So I've recently been reviewing problems and formulas for the upcoming AMC8 which I will be taking. Most of the stuff is pretty simple, but I've forgotten what formula I am able to use for this type of problem. Now I know how to deal with a few similar problems on it, but I'm not sure how to relate them back to this. The problem goes a little like this:
Suppose you have the world "BUBBLES" where you are allowed to mix the letters as you want. Each different permutation of letters counts as a distinct word if it cannot be recognized as a previous word already counted. Words do not necessarily have to match up with standard English words either, so "words" like "SULBEBB" or "BSLBEBU" are acceptable. How many four-letter permutations can be formed from the word "BUBBLES"?
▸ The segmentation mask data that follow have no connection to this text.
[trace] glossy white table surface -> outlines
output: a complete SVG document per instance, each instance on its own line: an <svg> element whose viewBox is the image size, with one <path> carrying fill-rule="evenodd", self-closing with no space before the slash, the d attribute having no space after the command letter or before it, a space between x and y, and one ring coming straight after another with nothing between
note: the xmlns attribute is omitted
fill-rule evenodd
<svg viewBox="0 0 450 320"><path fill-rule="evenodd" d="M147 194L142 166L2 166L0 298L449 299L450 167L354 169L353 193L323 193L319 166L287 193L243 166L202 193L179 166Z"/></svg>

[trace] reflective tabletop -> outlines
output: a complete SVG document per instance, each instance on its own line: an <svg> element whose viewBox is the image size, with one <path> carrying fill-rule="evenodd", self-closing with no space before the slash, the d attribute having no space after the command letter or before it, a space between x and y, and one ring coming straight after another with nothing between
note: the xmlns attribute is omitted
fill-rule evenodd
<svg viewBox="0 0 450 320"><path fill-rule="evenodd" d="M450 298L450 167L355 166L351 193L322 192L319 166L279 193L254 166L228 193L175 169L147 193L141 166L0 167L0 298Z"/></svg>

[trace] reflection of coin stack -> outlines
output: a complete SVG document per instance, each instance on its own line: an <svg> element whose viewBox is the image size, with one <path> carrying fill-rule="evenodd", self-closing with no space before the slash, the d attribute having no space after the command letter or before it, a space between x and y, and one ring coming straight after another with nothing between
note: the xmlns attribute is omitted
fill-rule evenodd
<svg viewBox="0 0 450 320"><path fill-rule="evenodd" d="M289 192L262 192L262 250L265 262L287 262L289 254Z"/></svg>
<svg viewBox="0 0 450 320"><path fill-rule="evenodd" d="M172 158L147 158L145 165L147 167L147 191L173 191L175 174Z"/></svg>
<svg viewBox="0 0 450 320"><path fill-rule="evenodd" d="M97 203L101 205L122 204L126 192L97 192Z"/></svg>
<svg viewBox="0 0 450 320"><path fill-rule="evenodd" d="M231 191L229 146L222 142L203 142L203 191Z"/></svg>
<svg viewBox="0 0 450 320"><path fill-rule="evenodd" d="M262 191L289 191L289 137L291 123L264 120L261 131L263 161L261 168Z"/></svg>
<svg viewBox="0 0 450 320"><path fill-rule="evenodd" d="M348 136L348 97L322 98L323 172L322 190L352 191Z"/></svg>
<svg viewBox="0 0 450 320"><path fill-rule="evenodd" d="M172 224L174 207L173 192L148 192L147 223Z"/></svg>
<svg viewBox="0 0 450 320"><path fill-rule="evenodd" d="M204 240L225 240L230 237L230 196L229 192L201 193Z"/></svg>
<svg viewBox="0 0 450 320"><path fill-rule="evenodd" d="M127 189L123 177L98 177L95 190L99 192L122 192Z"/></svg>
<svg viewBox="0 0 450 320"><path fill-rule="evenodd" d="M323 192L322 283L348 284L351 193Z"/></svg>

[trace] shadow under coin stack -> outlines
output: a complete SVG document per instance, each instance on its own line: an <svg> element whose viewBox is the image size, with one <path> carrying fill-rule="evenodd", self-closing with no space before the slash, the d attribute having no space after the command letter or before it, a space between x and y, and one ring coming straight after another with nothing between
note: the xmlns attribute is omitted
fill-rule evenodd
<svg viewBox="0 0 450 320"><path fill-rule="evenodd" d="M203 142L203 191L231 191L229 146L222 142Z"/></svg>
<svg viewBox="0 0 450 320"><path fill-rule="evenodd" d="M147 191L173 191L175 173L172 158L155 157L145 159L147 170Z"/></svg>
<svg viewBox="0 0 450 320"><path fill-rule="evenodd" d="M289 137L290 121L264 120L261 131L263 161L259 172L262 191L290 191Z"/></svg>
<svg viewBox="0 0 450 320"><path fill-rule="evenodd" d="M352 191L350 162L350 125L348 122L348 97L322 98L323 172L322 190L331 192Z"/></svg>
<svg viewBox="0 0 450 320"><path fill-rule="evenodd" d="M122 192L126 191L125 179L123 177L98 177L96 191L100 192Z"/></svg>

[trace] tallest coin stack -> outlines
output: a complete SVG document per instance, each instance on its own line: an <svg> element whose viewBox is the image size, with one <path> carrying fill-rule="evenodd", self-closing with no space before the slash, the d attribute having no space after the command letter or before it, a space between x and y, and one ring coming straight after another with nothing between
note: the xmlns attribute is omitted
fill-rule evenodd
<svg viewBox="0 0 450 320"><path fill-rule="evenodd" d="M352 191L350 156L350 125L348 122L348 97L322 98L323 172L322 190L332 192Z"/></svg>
Now I already know how to deal with the problem if all letters in the world BUBBLES were unique. If we had something like ABCDEFG, all that needs to be done is $\frac{7!}{3!} = 7*6*5*4 = 840$. But the issue comes in with the $3$ letters that are the same, which in this case is the 3 Bs. Now if we had to include the $3$ Bs no matter what, I know that we can simply divide again by $6!$ as that's the amount of ways that we would have overcounted the Bs for each scenario. But the issue comes in with the fact that not all the Bs need to be included. I'm not sure how to get pass this condition, does anyone have any ideas on it? And does anyone know a formula (and the way to derive it would be nice to hear as well, if you have one) or method I could use for this type of problem (excluding brute forcing it, of course)? Or do I have to casework through it manually?
Best Answer
Let $T(n)$ denote the # of words possible, if $n$ B's are used : $n \in \{0,1,2,3\}.$
Then the total # words is $\sum_{n=1}^3 T(n)$.
$T(0) = 4!$.
$T(1) = \binom{4}{3} \times 4!$.
$T(2) = \binom{4}{2} \times 4 \times 3.$
$T(3) = \binom{4}{3} \times 4.$